From The Week of June 27, 2010


Though Spin State was an exciting entrant into the genre of dark science fiction, its followup leaves a lot to be desired. Ms. Moriarty's future Earth is interesting and novel, and the intrigues are just as mind-bendingly intricate, but the characters all come out too flat for my liking.

Spin Control shifts the action from the hinterlands of Compson's World to humanity's capital, Earth, where the shining jewel of the past is no more. The climate is nearing total collapse and anyone who is anyone has left for less polluted horizons, leaving behind the embittered and the penniless.

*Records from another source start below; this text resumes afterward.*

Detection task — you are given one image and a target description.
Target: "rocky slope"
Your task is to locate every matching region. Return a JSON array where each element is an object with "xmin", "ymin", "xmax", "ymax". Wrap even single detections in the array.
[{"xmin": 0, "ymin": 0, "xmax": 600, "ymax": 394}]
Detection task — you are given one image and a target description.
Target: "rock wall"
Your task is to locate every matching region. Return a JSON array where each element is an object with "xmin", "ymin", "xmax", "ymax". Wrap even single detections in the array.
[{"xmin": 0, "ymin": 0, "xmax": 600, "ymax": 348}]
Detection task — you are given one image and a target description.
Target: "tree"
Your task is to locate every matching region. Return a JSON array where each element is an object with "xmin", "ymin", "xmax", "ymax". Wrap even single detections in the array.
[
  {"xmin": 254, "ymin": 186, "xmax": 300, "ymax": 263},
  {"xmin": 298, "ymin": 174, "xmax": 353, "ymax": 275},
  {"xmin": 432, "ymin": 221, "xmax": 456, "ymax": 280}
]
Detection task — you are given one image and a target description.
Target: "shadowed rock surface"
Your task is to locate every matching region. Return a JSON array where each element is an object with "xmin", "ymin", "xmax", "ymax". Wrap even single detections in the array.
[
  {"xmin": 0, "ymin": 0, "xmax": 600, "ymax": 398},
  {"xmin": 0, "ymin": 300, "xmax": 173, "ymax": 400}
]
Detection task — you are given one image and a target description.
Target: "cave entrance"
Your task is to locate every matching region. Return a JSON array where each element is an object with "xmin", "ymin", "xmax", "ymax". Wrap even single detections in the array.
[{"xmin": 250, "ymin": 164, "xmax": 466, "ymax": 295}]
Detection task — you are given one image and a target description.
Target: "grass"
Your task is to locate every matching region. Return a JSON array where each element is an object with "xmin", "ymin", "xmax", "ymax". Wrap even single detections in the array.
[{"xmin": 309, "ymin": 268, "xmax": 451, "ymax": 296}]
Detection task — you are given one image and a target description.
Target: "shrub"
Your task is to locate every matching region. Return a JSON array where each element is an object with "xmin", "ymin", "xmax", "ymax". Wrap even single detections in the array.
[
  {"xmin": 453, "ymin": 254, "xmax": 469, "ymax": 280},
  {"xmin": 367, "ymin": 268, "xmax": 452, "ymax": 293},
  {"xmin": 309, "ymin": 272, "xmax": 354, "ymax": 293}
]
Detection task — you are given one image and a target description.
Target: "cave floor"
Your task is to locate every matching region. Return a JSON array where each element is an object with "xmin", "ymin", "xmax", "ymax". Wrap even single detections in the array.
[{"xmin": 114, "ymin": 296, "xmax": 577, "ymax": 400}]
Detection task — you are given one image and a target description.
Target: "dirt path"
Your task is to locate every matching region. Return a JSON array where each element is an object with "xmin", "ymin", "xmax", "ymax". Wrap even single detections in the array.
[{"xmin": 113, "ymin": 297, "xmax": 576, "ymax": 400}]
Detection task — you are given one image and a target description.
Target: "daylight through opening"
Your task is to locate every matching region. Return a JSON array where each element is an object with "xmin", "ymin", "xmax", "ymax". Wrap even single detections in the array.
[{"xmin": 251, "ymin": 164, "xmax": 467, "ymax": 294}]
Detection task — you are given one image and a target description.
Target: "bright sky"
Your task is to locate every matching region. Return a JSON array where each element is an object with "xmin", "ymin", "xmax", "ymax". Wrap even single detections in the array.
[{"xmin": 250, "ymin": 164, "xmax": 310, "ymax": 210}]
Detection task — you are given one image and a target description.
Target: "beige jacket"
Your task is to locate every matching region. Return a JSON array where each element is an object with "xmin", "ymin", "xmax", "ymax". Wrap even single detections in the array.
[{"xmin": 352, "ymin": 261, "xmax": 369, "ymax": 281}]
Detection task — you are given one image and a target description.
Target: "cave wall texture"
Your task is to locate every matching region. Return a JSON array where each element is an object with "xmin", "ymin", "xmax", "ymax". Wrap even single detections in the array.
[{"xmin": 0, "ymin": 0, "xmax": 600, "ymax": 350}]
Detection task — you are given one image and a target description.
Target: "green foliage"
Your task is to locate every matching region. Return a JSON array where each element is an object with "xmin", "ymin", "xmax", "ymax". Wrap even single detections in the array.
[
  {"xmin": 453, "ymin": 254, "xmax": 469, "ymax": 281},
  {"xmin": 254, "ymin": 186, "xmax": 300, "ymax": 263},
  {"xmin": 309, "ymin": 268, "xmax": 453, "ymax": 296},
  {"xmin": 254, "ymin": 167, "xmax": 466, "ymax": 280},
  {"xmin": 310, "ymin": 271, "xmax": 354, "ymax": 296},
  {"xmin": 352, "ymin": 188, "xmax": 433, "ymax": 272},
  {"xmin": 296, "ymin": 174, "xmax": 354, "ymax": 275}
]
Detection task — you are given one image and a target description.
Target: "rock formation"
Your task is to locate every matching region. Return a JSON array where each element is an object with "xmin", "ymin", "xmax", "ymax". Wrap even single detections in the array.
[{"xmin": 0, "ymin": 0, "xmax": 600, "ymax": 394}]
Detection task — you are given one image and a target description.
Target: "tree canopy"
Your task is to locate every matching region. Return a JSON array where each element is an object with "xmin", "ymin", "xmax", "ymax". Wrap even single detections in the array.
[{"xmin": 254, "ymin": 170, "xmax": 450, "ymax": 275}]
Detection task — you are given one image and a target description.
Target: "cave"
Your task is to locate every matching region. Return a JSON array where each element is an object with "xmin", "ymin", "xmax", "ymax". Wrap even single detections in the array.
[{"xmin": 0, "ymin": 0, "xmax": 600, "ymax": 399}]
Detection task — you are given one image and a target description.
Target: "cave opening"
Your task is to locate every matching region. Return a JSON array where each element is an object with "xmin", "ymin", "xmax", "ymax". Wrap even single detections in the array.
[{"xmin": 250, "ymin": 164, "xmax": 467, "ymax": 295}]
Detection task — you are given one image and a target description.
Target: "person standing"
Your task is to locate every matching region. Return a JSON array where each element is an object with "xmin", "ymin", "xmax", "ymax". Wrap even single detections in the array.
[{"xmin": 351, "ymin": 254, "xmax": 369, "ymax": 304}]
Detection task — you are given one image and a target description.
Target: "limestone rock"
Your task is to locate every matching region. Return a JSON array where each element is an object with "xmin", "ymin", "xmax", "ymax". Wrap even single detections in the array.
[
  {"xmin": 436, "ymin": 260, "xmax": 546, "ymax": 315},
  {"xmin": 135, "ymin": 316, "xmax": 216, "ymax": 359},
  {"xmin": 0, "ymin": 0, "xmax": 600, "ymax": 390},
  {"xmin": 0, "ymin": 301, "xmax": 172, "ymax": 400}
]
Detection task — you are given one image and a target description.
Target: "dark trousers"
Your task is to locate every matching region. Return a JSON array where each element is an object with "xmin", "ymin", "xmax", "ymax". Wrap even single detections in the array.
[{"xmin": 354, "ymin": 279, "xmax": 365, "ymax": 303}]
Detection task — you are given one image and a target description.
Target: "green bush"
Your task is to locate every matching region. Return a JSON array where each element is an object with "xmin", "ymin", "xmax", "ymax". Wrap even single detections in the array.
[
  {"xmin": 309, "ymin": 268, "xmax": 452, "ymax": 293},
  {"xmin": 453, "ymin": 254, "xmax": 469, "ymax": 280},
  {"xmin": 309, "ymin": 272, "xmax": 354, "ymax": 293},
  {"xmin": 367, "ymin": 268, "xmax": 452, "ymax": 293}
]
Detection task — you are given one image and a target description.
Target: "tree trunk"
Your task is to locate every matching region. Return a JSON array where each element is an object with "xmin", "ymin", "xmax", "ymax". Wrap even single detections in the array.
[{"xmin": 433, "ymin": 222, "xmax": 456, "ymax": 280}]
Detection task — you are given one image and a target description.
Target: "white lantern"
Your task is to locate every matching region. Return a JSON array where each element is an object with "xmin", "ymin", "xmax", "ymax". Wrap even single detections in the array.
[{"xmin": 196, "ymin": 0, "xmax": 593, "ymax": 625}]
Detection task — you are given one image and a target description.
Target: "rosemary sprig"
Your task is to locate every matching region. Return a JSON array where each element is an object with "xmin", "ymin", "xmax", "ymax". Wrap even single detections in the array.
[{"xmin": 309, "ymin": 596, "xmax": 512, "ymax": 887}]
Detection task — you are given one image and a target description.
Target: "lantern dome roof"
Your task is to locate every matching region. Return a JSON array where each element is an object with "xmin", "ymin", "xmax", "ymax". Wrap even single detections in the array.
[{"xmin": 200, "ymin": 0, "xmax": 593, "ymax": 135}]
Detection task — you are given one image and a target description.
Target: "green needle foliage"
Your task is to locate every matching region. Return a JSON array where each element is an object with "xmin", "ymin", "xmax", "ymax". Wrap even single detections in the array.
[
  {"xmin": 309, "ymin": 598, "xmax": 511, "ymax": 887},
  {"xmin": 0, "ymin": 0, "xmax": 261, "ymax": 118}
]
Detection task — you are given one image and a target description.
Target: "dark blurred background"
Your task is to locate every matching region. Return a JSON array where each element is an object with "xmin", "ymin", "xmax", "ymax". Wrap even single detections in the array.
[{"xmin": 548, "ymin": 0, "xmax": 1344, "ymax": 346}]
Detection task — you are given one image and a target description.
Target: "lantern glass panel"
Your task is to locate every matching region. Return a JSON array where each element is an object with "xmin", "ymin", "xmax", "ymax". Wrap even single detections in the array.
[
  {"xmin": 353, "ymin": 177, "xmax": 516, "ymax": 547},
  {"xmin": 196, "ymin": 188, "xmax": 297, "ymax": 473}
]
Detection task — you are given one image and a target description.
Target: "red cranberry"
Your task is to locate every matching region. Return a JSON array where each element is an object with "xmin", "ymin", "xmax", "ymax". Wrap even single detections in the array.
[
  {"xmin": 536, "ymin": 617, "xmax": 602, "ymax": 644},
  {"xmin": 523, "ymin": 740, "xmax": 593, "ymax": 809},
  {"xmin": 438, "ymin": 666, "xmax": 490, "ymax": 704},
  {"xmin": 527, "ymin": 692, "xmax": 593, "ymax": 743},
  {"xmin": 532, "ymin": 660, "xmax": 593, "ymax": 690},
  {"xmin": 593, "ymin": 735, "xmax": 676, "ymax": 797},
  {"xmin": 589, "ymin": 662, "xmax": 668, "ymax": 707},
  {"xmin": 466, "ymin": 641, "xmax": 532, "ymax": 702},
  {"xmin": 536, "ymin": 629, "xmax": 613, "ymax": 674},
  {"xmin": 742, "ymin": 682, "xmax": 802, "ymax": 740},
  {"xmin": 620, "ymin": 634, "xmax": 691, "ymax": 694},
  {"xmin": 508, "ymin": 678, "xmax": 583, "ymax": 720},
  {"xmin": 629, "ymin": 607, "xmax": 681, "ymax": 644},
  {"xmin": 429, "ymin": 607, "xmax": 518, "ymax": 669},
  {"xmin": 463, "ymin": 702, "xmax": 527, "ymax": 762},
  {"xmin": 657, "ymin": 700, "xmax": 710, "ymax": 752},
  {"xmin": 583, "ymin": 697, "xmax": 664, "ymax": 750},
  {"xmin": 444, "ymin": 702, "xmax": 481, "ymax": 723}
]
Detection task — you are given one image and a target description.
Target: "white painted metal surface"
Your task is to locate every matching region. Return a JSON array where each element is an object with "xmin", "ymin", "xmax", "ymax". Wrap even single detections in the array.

Though Catherine Li, the antihero from the first novel, appears as a player here, our protagonist is a young and naive syndicate, or genetic clone, who has been sent to Earth on a mission to sell a powerful weapon to interested parties. Though the novel is, in the main, taken up with the various factions pitching the clone on why they should be the weapon's recipient, these machinations are less interesting than the background against which they play out, a renewed conflict between Palestine and Israel. No, not even the passage of 500 years has solved for that festering wound. The only difference between now and then lies in the sophistication of the weapons which are so powerful, so complicated, that humans can no longer operate them. They leave that to artificial intelligences who comandeer human volunteers on both sides of the conflict to use them as soldier puppets for its various attacks and retreats.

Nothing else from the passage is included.